Sunday, March 6, 2011

Wilderness, school reform, and choice of metric

Another bit from A Sand County Almanac. Leopold offers an illustration of how (non-obviously) poor initial decisions about evaluative standards can lock us into a self-destructive course.

Wilderness is the home of big game. Thus one group that has long advocated for wilderness conservation is hunters. In fact, hunters and anglers were pushing for a quasi-environmentalist agenda long before there was any movement recognizable as modern environmentalism. It's because of hunters that the departments charged with tending the natural environment are Departments of Fish and Game, not Departments of Biodiversity, or some such. But the focus on quantity of big game-- on hunter satisfaction-- as the metric by which to judge the quality of wilderness areas proved self-destructive:
One of the most insidious invasions of wilderness is via predator control. It works thus: wolves and lions are cleaned out of a wilderness area in the interest of big-game management. The big-game herds (usually deer or elk) then increase to the point of overbrowsing the range. Hunters must then be encouraged to harvest the surplus, but modern hunters refuse to operate far from a car; hence a road must be built to provide access to the surplus game. Again and again, wilderness areas have been split by this process, but it still continues.
This is a good cautionary tale for the school reform movement.

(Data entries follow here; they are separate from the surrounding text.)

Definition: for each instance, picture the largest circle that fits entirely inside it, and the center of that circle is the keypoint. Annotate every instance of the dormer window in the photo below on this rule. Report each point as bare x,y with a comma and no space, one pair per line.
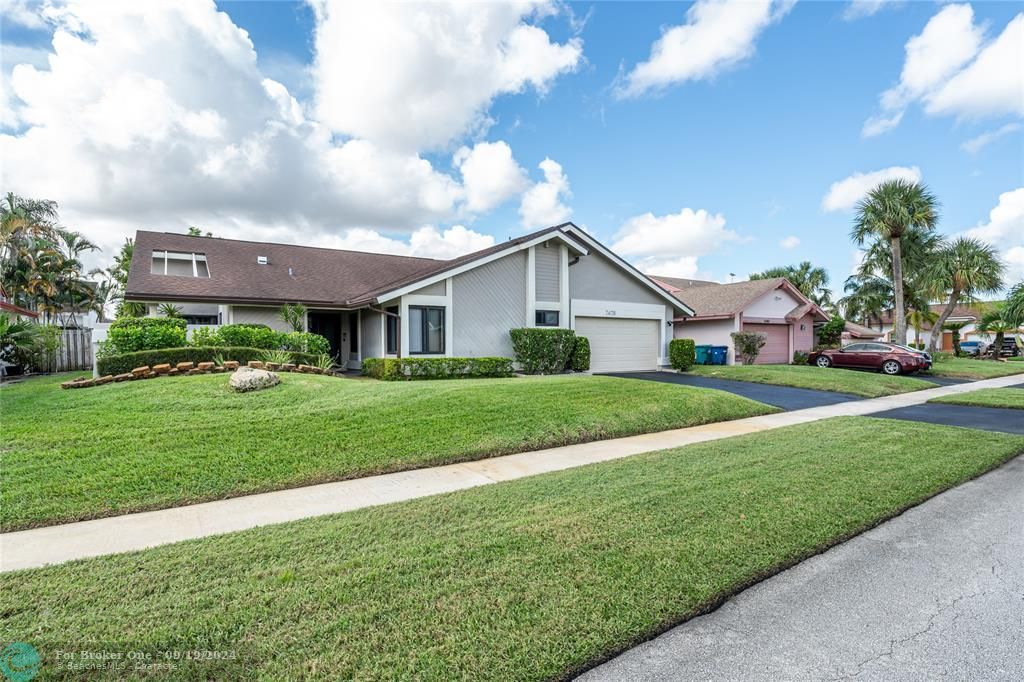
179,264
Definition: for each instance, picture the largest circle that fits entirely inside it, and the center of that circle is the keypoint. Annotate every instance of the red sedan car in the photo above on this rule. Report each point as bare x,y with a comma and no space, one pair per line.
885,357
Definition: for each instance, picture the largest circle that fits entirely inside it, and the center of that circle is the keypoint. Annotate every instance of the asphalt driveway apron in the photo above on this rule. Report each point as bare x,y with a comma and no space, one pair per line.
988,419
785,397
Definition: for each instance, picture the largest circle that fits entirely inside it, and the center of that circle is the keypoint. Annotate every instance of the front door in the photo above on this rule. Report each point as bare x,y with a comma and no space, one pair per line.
328,325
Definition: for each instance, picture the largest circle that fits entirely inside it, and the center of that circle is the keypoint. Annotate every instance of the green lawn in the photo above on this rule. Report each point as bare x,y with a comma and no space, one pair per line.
969,368
987,397
70,455
866,384
528,580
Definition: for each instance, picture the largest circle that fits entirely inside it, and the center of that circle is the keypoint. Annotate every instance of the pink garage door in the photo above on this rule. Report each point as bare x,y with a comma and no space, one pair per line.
776,350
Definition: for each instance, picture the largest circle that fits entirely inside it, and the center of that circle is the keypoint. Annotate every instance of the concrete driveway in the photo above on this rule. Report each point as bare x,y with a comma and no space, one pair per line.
781,396
937,593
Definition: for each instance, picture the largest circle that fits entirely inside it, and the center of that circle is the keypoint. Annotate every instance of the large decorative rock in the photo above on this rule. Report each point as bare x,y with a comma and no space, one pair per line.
250,379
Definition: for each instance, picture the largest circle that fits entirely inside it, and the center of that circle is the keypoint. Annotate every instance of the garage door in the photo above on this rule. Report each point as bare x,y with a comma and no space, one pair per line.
776,350
619,344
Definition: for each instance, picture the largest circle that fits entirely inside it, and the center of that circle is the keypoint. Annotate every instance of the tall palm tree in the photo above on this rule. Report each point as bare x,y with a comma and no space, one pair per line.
1015,304
963,270
888,212
811,281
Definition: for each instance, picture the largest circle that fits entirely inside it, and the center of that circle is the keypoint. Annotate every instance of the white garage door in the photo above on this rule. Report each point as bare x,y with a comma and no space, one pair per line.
619,344
776,350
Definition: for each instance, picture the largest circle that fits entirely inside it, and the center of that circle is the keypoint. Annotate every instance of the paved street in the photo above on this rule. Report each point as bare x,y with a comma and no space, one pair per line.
936,593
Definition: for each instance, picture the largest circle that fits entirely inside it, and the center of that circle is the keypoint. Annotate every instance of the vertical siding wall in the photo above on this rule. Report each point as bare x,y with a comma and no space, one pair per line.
595,278
547,265
486,302
252,314
371,333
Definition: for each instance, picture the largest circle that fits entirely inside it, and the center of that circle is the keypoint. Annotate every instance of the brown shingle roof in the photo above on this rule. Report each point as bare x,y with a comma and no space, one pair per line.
293,273
713,300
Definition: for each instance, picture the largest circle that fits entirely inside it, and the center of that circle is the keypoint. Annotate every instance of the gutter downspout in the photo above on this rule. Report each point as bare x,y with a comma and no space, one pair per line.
397,335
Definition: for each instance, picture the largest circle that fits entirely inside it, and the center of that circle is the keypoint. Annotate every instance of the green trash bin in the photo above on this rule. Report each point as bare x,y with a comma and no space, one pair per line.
702,354
719,354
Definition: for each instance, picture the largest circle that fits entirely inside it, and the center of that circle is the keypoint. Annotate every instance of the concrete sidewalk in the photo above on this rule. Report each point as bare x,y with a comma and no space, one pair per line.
38,547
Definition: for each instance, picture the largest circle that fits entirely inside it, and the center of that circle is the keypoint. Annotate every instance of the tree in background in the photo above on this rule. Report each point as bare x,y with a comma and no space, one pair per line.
887,213
961,271
812,282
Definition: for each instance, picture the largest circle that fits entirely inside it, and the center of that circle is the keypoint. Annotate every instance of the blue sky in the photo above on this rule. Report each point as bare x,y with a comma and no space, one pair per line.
755,140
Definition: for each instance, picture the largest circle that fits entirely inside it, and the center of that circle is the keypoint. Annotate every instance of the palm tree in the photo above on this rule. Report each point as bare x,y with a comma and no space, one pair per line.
963,270
1015,304
812,282
995,321
887,213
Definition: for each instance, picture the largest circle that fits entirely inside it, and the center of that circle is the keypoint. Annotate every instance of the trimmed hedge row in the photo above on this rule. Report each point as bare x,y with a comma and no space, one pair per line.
124,363
541,350
412,369
682,353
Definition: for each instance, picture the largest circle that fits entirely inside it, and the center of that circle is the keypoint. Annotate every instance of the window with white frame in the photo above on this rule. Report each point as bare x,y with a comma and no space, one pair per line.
179,264
426,330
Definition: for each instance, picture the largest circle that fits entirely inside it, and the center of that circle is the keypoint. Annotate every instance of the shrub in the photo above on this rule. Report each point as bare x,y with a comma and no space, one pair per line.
413,369
132,334
682,353
830,334
250,336
205,336
127,361
305,342
749,345
580,359
542,350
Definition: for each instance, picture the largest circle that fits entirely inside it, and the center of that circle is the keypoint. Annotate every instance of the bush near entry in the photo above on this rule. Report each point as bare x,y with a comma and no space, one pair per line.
682,353
543,350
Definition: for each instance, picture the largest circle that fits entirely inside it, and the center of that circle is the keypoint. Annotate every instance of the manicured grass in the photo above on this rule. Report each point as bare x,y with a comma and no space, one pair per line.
865,384
70,455
970,368
534,579
987,397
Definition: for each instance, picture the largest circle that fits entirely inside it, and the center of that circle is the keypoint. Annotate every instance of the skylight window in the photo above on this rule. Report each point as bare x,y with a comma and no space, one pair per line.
179,264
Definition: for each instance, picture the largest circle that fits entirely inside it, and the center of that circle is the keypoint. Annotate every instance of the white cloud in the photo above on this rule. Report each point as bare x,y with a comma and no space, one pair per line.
417,76
860,8
975,144
670,245
491,175
845,194
543,204
1005,230
717,35
427,242
951,71
158,116
22,12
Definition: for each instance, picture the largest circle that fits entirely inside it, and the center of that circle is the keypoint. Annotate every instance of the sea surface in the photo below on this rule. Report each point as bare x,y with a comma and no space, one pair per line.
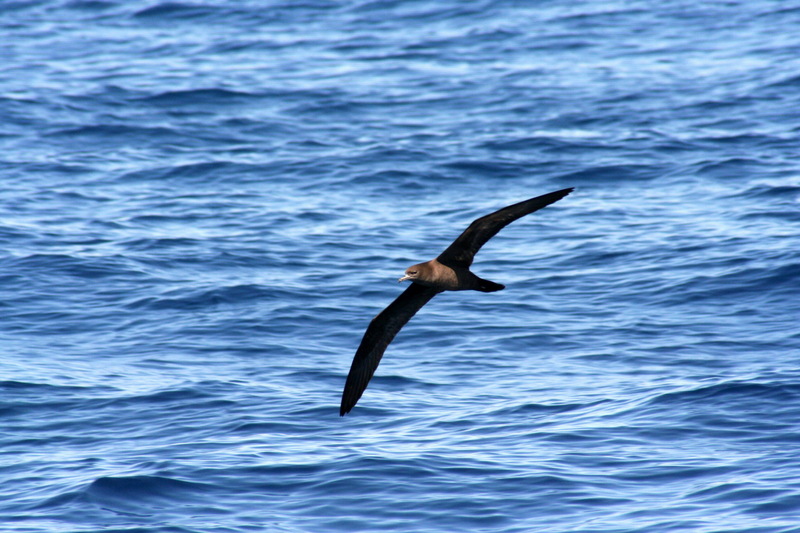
203,204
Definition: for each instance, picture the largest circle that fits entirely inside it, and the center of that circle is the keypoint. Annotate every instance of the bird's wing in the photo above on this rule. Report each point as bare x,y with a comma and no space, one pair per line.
379,334
463,250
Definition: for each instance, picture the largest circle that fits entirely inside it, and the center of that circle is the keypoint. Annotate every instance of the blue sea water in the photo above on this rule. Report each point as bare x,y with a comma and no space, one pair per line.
203,204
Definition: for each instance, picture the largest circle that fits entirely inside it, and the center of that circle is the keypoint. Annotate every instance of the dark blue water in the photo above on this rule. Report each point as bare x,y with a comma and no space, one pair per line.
203,204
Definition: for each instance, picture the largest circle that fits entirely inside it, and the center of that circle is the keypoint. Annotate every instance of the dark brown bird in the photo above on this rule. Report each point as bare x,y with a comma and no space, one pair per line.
448,272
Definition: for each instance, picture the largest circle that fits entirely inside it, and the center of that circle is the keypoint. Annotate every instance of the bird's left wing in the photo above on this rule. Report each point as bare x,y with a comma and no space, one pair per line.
463,250
379,334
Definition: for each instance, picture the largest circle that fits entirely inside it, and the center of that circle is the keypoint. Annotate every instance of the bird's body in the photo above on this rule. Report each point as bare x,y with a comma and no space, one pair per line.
448,272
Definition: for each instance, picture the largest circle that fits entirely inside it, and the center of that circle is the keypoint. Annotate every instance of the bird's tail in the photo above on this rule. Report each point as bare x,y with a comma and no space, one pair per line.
489,286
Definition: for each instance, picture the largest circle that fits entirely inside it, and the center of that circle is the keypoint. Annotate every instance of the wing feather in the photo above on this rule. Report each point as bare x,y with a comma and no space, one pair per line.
379,334
462,251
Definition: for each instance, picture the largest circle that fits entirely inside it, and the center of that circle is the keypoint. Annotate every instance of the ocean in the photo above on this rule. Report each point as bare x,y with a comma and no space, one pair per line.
203,204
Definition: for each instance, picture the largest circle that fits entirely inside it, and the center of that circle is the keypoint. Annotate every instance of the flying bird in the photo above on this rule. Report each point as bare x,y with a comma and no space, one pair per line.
448,272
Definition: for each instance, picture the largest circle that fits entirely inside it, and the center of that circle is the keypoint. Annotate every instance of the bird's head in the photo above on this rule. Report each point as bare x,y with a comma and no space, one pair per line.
413,273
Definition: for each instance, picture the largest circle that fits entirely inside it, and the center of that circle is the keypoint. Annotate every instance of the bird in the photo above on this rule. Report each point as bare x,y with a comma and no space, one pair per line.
450,271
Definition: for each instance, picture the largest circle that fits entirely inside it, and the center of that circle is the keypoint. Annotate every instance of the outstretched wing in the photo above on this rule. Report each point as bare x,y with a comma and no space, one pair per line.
379,334
463,250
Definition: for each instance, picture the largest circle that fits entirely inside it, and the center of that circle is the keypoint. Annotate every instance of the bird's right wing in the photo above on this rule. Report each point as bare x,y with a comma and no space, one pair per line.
463,250
379,334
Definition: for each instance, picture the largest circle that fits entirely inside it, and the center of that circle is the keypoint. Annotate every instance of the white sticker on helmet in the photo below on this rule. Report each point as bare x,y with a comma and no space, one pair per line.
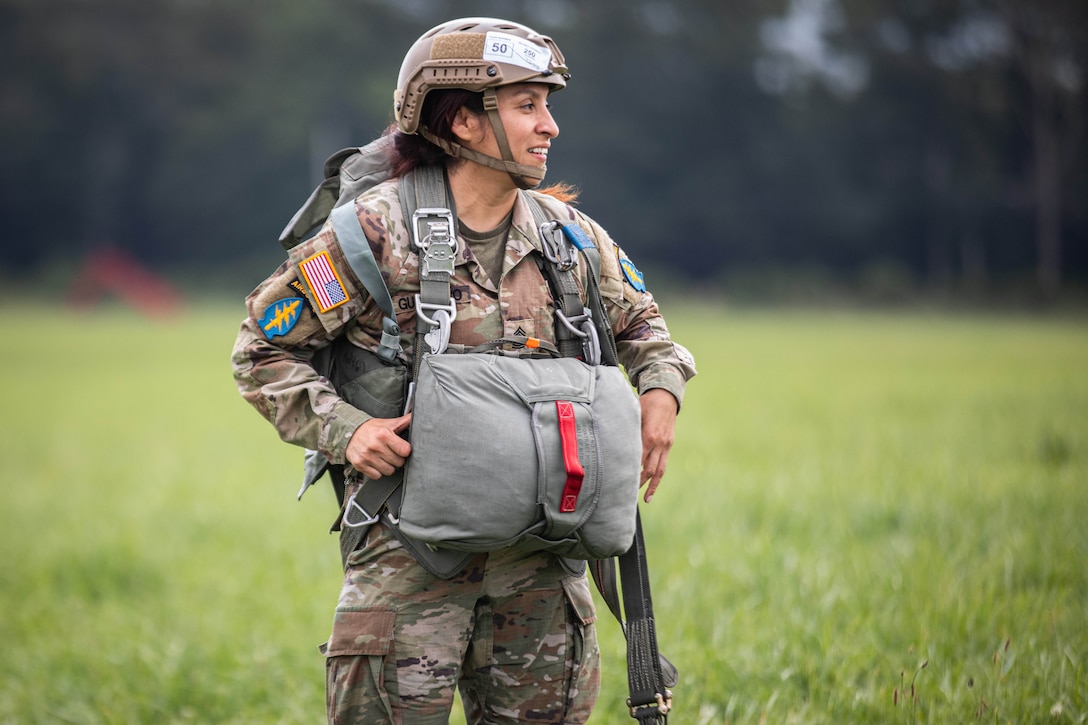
504,48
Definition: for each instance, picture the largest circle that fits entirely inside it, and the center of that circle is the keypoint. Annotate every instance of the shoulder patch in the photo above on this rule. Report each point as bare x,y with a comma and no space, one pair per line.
324,281
281,316
578,236
632,274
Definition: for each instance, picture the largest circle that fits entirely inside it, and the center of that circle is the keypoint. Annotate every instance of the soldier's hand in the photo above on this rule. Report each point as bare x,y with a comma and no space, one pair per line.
658,424
376,449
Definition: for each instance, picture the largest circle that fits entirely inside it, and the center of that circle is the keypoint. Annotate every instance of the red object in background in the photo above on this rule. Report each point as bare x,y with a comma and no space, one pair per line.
114,272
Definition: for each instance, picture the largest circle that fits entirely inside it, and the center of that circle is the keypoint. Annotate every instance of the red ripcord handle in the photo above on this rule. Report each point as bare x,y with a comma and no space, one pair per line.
568,435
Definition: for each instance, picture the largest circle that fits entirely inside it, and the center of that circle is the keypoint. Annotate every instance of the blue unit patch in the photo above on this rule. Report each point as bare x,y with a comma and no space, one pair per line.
578,236
281,316
632,274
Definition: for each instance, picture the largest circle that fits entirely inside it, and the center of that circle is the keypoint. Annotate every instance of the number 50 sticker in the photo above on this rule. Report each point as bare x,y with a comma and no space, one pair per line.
517,51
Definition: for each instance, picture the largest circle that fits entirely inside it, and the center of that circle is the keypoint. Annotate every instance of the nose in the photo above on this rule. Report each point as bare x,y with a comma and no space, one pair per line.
547,124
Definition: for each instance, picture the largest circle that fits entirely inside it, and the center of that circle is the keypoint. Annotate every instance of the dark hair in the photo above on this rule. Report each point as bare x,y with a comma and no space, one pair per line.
440,109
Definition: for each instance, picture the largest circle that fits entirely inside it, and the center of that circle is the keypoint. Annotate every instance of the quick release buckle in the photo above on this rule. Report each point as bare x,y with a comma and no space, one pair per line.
581,327
555,246
440,320
432,230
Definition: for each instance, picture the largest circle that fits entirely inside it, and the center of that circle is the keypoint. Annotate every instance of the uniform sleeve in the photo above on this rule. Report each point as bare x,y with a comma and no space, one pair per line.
299,309
647,352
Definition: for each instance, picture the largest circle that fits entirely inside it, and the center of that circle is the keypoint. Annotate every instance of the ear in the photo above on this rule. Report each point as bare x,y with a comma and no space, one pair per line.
468,126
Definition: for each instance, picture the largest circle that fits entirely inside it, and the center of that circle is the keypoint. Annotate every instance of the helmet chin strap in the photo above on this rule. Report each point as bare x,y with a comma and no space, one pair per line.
523,176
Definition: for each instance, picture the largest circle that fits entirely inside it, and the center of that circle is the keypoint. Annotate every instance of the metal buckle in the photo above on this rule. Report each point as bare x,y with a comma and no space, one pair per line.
351,503
585,331
437,336
439,245
555,246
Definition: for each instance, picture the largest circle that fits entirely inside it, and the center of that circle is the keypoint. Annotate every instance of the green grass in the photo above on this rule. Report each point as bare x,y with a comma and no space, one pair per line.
851,496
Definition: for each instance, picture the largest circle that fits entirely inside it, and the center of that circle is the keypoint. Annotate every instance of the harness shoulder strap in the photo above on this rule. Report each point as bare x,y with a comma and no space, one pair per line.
429,212
650,673
357,250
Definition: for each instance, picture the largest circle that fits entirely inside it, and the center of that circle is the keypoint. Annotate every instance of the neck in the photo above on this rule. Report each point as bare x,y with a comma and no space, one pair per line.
483,196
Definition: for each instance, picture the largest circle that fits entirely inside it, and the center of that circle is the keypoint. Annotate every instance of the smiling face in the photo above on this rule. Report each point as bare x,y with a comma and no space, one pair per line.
527,122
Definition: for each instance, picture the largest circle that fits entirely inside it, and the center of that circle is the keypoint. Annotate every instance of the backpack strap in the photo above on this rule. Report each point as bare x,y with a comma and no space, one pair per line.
650,673
348,173
360,257
429,211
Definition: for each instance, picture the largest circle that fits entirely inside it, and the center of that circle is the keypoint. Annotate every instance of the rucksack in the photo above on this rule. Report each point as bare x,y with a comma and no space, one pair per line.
350,172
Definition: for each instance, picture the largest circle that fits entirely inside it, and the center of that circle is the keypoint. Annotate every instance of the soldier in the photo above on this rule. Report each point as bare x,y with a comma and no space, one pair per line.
512,630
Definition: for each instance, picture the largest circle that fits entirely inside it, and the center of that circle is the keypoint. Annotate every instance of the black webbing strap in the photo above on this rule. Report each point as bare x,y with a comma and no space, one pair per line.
648,674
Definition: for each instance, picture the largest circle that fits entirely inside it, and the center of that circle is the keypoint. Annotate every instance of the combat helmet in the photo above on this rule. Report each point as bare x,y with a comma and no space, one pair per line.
477,54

Choice of evaluative metric has profound effects on the thing being evaluated. It's very important, then, that your choice of metric do a good job of tracking what's actually valuable-- because a mistake in identifying what's valuable might not only miss the point, but actively contribute to the destruction of what's really valuable.

I don't think many in the reform movement think that standardized tests are testing what's actually valuable about childhood education. They think, instead, that they've settled on a reasonably good proxy for educational value that has the virtue of being objective, analyzable with familiar statistical methods, and easily comparable between schools and years. This approach is almost certainly doomed. Leopold's wilderness example shows us that we should be humble and careful in settling on metrics, even when we sincerely believe the metric tracks what's valuable. (We often make mistakes in judging what's valuable.) The school reform movement has chosen a metric it knows doesn't track what's valuable. The right attitude toward a future in which Rhee/Duncan/Obama-style standards-and-accountability reforms continue to take hold is dread.

(Leopold quote from "Wilderness." Page 191 in my edition of A Sand County Almanac.)